育成3年目の貴重な約2ヶ月間、アピールすることも叶いませんでした。
この時期について、支配下登録後の取材で「耐えるしかなかった」と話しています。
せっかく結果を残してきたのに…という思いは強くあったことでしょう。
しかし、練習再開後の紅白戦で、和田選手は2ヶ月前と同じように輝きました。
そして紅白戦の翌日、球団は和田選手と支配下選手契約を結びました。
支配下選手契約を結んだ和田選手。「嬉しいです!いつも励ましてくれた両親に感謝の気持ちを伝えたいです。」と喜んでいました。(広報) #chibalotte pic.twitter.com/hLGc5TWyUa
— 千葉ロッテマリーンズ (@Chiba_Lotte) June 1, 2020
和田は自分の力で支配下選手契約を勝ち取りました。一番の魅力は足。十分に1軍戦力として貢献してもらえると思っていますし、だからこそ、開幕前の時期に支配下選手契約にしてもらいました。打撃も豪快で非常に面白い。6月2日から始まる練習試合でアピールをして、次は開幕1軍の切符を手に入れてほしいです。
−2020/06/01 井口監督談話
井口監督の言葉通り、まさに「自分の力で支配下選手契約を勝ち取った」選手なのです。
現在、一軍で主に代走の切り札として積極的に起用されています。
千葉ロッテの外野手争いは、現在非常に熾烈です。
しかし、得点に絡む印象的なプレーを多く見せており、シーズン開幕後も代走の切り札として大きな期待を寄せられています。

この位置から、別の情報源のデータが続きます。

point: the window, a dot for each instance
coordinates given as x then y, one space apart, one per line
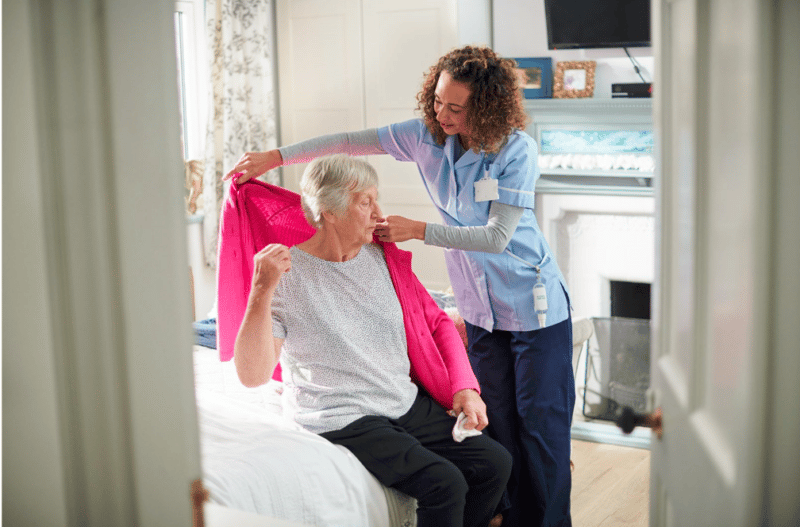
190 50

代走のコールだけで場内が盛り上がる、そんな選手になる未来は近いかもしれません。
将来的には外野の一角を担うレギュラー選手として、活躍してほしいですね。
"諦めないのが 僕らの道標"
和田選手の凄さは、この諦めない姿勢にあると思います。
一般的な選手とは異なるルートでも、続けていればいつか大きな花が咲く。
やり抜いたことが、結果として形になりました。
私はファーム施設見学が好きでよく足を運ぶのですが、そこでいつも和田選手が練習に励む姿を見てきました。
俊足や高い身長といった才能の持ち主ではありますが、それ以上に努力の人だと強く感じます。
ほぼゼロからの体づくり、硬式野球経験の穴埋め。
そこから始まった選手が、今一軍選手として生き残りをかけた戦いに挑んでいます。
努力量は計り知れません。
私は、怪我をきっかけに、プレーヤーとしてスポーツに関わることはできなくなりました。
でも、あのとき「部活を辞める」以外の選択肢を取っていたら…?
部活を辞めても、違う道を考えていれば…?
和田選手を見ていると、そんな可能性について考えさせられます。
「諦めないで」と簡単に言うことはできますが、私自身プレーを諦めざるをえなかったため、正直無責任なことは言いたくありません。
(もし当時の私がそんな言葉を聞いたら、余計に落ち込むと思いますし)
しかし、「他のルートがあるかもしれない」と考えることはできるのではないでしょうか。
道は一本ではなく、一見逸れているように思えても、どこかで夢・目標につながっているかもしれません。
人より出遅れてしまっても、十分取り返すことができるかもしれません。
“僕ら何度でも 何度でも 立ち向かえるさ”
和田選手が使用する登場曲、Green boys/GreeeeNにこんなフレーズがあります。
掴みたいんだろう 笑いたいんだろう 自分の足に 限界なんて 誰が決めたんだ⁉︎
-Green boys/GreeeeN
自らの"足で掴み取った"支配下登録。
和田選手にぴったりだな、と今改めて感じます。
怪我と挫折から、人とは違うルートで歩みはじめたプロへの道。
選択肢はひとつではないです。
和田選手の活躍から、そう感じてくださる方がひとりでも増えれば、私も嬉しく思います。
人は悲しみが多い程 遠回りする事もあるだろうが
まだ道は途中 逃げないで 今以上に『自分』自身抱き締めんだ
ほら大丈夫 いつだって 足跡が背中を押してくれるさ
この道を 進んでいこう
-Green boys/GreeeeN
最後になりますが、和田選手の今後一層のご活躍をお祈りしております。